UPDATE 2-Finland sees economy contracting in 2009

By Sakari Suoninen

HELSINKI, Dec 18 (Reuters) - Finland's economy will contract next year for the first time since 1993 as the global financial crisis hits exports and consumer confidence, the finance ministry said on Thursday.

The economy would also grow slower than expected this year, the ministry said, downgrading expectations for 2008 gross domestic product (GDP) growth to 1.7 percent from the 2.8 percent given in its last official forecast in late August.

Even with the downgraded growth estimate for this year, Finland, one of the smaller euro zone countries, is set to beat the common currency area's GDP growth average for the tenth year running, or throughout its history.

Central government finances would fall into a deficit next year for the first time this decade, the government said.

The 2009 forecast confirms grim comments made to Reuters last week by Finance Minister Jyrki Katainen, who said the economy would likely contract next year and it was "very much possible" Finland would enter a recession.

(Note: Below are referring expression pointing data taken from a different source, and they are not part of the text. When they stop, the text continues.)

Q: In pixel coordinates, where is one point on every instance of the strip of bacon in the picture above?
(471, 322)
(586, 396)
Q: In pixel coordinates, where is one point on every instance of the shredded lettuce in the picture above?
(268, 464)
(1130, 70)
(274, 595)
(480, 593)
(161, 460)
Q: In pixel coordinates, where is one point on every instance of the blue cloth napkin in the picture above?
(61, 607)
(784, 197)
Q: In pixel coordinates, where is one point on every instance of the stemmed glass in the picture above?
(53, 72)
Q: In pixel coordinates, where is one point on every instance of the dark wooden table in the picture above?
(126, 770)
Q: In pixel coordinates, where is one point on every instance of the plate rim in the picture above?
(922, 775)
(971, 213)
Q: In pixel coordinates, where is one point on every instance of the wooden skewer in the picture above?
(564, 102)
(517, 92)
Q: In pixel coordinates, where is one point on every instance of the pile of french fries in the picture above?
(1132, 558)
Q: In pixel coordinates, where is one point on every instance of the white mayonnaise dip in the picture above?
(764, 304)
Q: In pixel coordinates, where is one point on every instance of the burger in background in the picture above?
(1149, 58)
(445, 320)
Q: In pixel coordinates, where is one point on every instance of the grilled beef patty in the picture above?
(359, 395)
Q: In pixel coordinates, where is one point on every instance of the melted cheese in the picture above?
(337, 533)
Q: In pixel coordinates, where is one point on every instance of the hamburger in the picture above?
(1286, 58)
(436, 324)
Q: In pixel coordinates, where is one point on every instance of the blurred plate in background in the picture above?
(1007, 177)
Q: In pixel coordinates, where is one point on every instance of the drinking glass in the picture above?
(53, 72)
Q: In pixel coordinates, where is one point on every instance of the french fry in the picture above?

The ministry said the economy could turn for the better at the earliest in late 2009, but did not give any numeric estimate as uncertainties are especially large.

"Finnish economic development in 2009 depends crucially on when exports and industrial production will start to pick up," the ministry said in a statement.

"If that begins in the second half of next year, the Finnish economy would start to improve by the end of the year."

Inflation would slow next year to just over 1 percent from 4 percent this year, the ministry said.

Consumer consumption would rise next year as buying power would grow about 3.5 percent due to slower inflation, tax cuts and pay rises, the ministry said.

Next year, the state budget would drop into deficit for the first time this decade, the ministry forecast, but added public finances would still be in surplus due to pension fund contributions.

"The balance in general government finances is estimated to become much weaker but to still stay in surplus in coming years," the government said in a separate financial stability report.

"The general government surplus will hinge entirely on the employment pension funds from next year onwards."

The report also said the government would have to cut spending to reach its target of a 1 percent central government surplus by 2011, when its term ends.

"In the absence of any new measures, the target ... will not be reached," the report said.

Finland has one of the lowest debt ratios in the EU, with state debt estimated at 29.1 percent of GDP at end-2008.